In New Orleans, There’s Music Everywhere You Turn

Street Brass Band In New Orleans - Bourbon Street

As Contrapuntist mentioned in his previous post, we recently went on vacation to New Orleans. There were two big reasons that we decided to go. Number one was that we wanted to escape from the seemingly endless Chicago winter. Don’t get me wrong, we love living here, but sometimes it’s nice to see blue sky and green grass after months of grey clouds and black gushy snow. Number two was that we wanted to check out the legendary music scene. We were blown away by what we found. From the very first night that arrived, we were surrounded by music.

One important facet of the New Orleans musical scene is the incredible street musicians. On our first night, we encountered a brass band on the corner of Bourbon and Canal Streets. There was a group of about 6 to 8 young men playing some fantastic music. Their music echoed off of the buildings, and they drew a large crowd of at least 20 to 30 people. In the following days, we came across a guitarist playing Metallica tunes and a trumpeter outside of the world-famous Café Du Monde (where you must try their world-famous beignets and chicory coffee).

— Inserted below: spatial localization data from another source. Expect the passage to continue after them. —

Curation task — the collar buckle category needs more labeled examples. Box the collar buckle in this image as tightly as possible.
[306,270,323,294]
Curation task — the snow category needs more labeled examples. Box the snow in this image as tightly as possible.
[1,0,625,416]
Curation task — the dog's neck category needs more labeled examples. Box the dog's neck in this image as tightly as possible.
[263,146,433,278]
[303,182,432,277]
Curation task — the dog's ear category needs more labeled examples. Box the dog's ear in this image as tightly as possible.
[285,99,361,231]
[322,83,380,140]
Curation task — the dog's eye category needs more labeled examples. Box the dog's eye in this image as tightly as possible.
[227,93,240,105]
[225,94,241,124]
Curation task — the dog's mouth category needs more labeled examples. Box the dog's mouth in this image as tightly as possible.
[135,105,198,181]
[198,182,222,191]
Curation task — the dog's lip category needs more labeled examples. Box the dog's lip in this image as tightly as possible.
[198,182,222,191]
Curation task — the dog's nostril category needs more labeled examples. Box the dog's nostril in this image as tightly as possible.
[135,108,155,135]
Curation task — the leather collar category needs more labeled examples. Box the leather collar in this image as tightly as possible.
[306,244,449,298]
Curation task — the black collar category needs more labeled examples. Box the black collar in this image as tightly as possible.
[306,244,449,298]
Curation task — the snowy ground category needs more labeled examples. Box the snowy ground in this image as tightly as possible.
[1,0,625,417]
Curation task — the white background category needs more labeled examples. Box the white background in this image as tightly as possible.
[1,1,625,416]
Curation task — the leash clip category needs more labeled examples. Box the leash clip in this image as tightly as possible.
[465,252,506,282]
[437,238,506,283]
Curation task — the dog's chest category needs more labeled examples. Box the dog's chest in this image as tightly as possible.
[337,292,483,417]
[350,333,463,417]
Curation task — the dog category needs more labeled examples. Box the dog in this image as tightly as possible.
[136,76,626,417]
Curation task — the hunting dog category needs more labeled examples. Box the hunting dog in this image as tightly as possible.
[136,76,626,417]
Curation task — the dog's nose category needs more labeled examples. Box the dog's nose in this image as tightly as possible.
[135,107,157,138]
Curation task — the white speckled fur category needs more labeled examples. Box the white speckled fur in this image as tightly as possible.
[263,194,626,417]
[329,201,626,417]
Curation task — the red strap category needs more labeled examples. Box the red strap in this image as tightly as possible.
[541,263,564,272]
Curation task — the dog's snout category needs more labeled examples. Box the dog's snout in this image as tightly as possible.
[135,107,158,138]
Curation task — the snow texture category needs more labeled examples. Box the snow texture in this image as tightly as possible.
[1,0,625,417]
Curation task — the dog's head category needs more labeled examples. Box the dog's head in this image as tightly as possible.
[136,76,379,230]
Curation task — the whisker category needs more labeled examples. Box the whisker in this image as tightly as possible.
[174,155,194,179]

Wedding Parade with Brass Band - New Orleans

Another unique aspect of the music scene is the bands which accompany parades and impromptu parties. Our tour guide reminded us of the great New Orleans tradition of the bands that play during funeral marches. She had even suggested that we ask the hotel concierge to check the obituaries in order to find funerals with a brass band. Contrapuntist and I didn’t do that, but we did encounter a brass band marching through the French Quarter with a wedding party. First, several police cars cleared the street. Next came the band, followed by the bride and groom. At the end came a bunch of people dancing with umbrellas and handkerchiefs. It was like watching a movie in real life.

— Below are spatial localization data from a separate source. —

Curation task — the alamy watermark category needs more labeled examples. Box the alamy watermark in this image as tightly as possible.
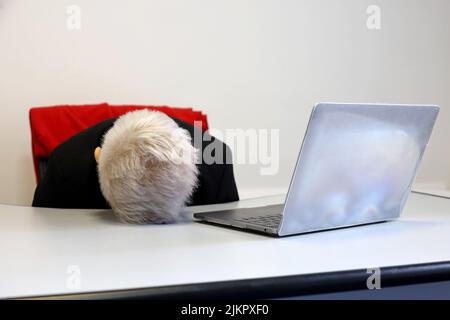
[196,123,280,176]
[366,267,381,290]
[366,5,381,30]
[159,121,280,176]
[66,265,81,290]
[66,5,81,30]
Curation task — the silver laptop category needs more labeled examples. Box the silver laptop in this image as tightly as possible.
[194,103,439,237]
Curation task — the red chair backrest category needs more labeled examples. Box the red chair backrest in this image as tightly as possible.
[29,103,209,183]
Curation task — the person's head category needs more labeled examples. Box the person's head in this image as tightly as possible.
[96,109,199,224]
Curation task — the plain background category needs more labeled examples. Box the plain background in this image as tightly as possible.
[0,0,449,206]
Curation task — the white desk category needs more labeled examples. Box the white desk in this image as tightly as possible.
[1,193,450,299]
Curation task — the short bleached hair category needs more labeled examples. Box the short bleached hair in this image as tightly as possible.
[97,109,199,224]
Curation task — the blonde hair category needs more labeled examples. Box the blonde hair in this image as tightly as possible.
[98,109,198,224]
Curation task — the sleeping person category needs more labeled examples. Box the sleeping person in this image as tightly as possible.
[32,109,239,224]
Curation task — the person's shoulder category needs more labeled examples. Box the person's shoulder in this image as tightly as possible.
[170,117,195,134]
[52,117,117,156]
[34,117,117,205]
[45,117,117,183]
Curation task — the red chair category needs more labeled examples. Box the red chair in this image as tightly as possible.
[29,103,209,183]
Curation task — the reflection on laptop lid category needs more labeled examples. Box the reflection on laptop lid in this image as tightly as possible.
[194,103,439,237]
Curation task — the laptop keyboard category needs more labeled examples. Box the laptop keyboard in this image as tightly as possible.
[234,214,282,228]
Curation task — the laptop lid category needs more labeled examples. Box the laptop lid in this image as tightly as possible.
[278,103,439,236]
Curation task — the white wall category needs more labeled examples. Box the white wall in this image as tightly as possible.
[0,0,449,205]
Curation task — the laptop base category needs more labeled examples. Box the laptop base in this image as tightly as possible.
[193,204,283,236]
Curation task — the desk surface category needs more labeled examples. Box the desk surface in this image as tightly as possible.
[1,193,450,299]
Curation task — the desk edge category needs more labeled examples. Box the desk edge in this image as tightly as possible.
[21,260,450,300]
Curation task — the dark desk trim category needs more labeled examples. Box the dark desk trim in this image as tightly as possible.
[25,261,450,300]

Birthday Brass Band - New Orleans

Several minutes later and a few blocks over, we heard another brass band playing on the street. We went to go see what was going on, and it turned out to be a birthday celebration in front of a restaurant. The band was playing next to a giant fake birthday cake. A jester danced on stilts, and a juggler came out of the cake. The party blocked off the street for at least 20 minutes. Cars were backed up down the street waiting to get through, but nobody seemed to mind. Only in the Big Easy, I guess. This could never happen in Chicago because drivers would have been blasting their horns and trying to run down the juggler.

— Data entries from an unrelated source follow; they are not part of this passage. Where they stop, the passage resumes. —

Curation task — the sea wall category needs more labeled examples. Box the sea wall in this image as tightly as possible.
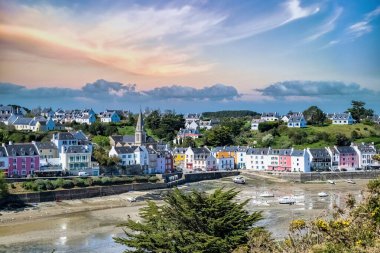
[267,170,380,183]
[2,171,240,204]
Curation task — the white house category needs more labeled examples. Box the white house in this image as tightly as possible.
[251,119,265,131]
[185,121,199,130]
[332,113,355,125]
[51,132,79,157]
[60,145,92,173]
[287,115,307,128]
[235,146,249,169]
[134,146,149,169]
[352,143,377,169]
[261,112,280,121]
[76,114,96,125]
[109,146,136,166]
[185,147,216,171]
[290,149,310,172]
[245,148,269,170]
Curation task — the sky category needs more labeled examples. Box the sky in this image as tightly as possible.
[0,0,379,113]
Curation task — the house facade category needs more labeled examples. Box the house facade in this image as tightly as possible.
[261,112,280,121]
[307,148,332,171]
[60,145,92,174]
[332,113,355,125]
[251,119,265,131]
[287,115,307,128]
[185,147,216,171]
[267,149,292,171]
[4,143,40,177]
[245,148,269,170]
[334,146,359,170]
[109,146,136,166]
[100,111,121,123]
[172,147,187,169]
[0,146,9,172]
[290,149,310,172]
[352,143,377,169]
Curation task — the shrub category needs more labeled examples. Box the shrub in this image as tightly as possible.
[148,176,159,183]
[101,177,111,185]
[62,180,74,189]
[73,178,86,187]
[84,178,93,187]
[134,176,149,183]
[55,178,64,188]
[35,179,46,191]
[45,180,55,190]
[10,183,16,189]
[92,177,102,186]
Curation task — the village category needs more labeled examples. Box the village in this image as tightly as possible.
[0,104,379,178]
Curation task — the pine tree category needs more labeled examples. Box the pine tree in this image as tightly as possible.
[114,188,263,253]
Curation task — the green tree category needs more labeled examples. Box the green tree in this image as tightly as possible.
[145,110,161,130]
[204,126,234,146]
[258,121,279,133]
[92,135,110,147]
[261,134,274,147]
[181,136,196,148]
[303,106,326,126]
[346,100,374,122]
[114,188,263,253]
[334,133,351,146]
[0,171,8,199]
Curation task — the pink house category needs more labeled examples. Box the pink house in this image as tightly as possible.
[334,146,359,170]
[4,142,40,177]
[267,149,292,171]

In addition to all of the music on the street, there are many legendary jazz clubs. We only had time to go to one, so we chose to hear Leroy “Kid Chocolate” Brown and his band at Irvin Mayfield’s Jazz Playhouse on Bourbon Street. They played some nice standards, and Brown had a great sense of humor. He jokingly introduced himself first as Wynton Marsalis and later as Irvin Mayfield.

Bourbon Street itself has all kinds of music clubs ranging from rock, blues, and country (not to mention all the strip joints). One of the places had a jazz band dressed like pirates, but we passed that one up. Our tour guide had also suggested checking out Frenchman Street, partially because her band was playing in one of the clubs over there. We had hoped to hear Ellis Marsalis at the Snug Harbor Jazz Bistro, but it was sold out. We also did not make it to the famous Tipitina’s which will be featured on the upcoming HBO television series Treme. Hopefully we’ll get there on our next trip.

Pianist on Steamboat Natchez

You can even catch some jazz on the boats which tour the Mississippi River. We rode on the Steamboat Natchez, and there was a jazz pianist playing in the dining room. Towards the end of our trip, the tour guide on the steamboat played the calliope. It was interesting to hear one live, although it was so loud and so badly out of tune that I plugged my ears with my fingers. The Creole Queen, another boat which tours the Mississippi River, also offers jazz lunch and dinner cruises.

Contrapuntist and I were only able to stay in New Orleans for 3 1/2 days, but it was enough time for us to become completely enamored with the city. We’ve only been home for a little over a week, but already, we wish that we could go back and hear some more music. If any of you reading our blog haven’t already been convinced that it’s a wonderful place, let me tell you right now. You must go to the city. Check out the music, enjoy the food, and explore all the wonderful places to go. I bet you’ll fall in love just as much as we did.